- Classification: Division I
- Season: 1996–97
- Teams: 12
- Site: Kiel Center St. Louis, MO
- Champions: Marquette (1st title)
- Winning coach: Mike Deane (1st title)
- MVP: Aaron Hutchins (Marquette)

= 1997 Conference USA men's basketball tournament =

The 1997 Conference USA men's basketball tournament was held March 5–8 at the Kiel Center in St. Louis, Missouri.

Marquette defeated UNC Charlotte in the championship game, 60–52, to clinch their first Conference USA men's tournament championship.

The Golden Eagles, in turn, received an automatic bid to the 1997 NCAA tournament. They were joined in the tournament by fellow C-USA members UNC Charlotte, Cincinnati, and Louisville, who all earned at-large bids.

==Format==
With Houston officially joining Conference USA prior to 1996–97 season, total membership increased to twelve. The Cougars were entered directly into the conference's three four-team division structure, being placed into the White Division.
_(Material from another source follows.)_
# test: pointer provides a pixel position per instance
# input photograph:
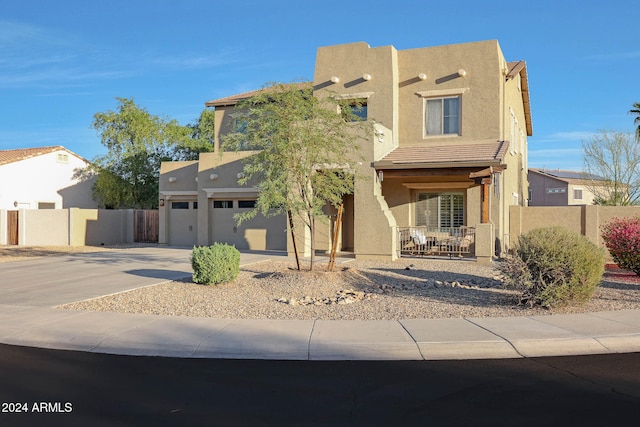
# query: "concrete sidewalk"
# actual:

With the addition of Houston, the tournament field expanded from eleven to twelve. Nonetheless, the overall structure remained largely the same: the top four teams were given byes into the quarterfinal round, and the remaining eight teams were entered into the preliminary round. All seeds were determined by regular season conference records, regardless of division.